Dans le texte, je rajouterais donc éventuellement que, nous insistons sur l’importance du fait que les règles de la DGS selon lesquelles les patients symptomatiques et/ou suspects doivent rester chez eux soient respectées. En effet, les faire venir dans les laboratoires de ville ferait courir un risque inutile aux 500 000 patients qui s’y présentent chaque jour, en particulier aux patients sous chimiothérapie, immunodéprimés et fragiles que nous recevons chaque jour.

Ainsi, les tests diagnostiques pour ces prélèvements doivent en priorité être effectués au domicile des patients.

Par ailleurs, les recommandations du 4 mars de la société française d’hygiène hospitalière préconisent que les masques FFP2 soient réservés aux personnels soignants qui effectuent des gestes médicaux invasifs ou des manoeuvres au niveau de la sphère ORL. Or, le prélèvement pour le diagnostic du Covid-19 est un écouvillonage nasopharyngé. Ce type de prélèvement représente une manoeuvre au niveau de la sphère ORL. Nous demandons donc un accès au masque FFP2 afin de pouvoir réaliser ces prélèvements.

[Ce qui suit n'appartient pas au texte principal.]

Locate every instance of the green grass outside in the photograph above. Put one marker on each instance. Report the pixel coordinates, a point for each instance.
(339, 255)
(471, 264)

Les biologistes médicaux ont été oubliéq dans le message mis en ligne le 2 mars par la DGS mais avec le nouvel arrêté HAS, nous allons d’autant plus avoir besoin de masques FFP2.

Une fois ces points solutionnés, les biologistes médicaux (et plus généralement, les médecins libéraux) sont prêts à répondre à la mission qui leur est confiée.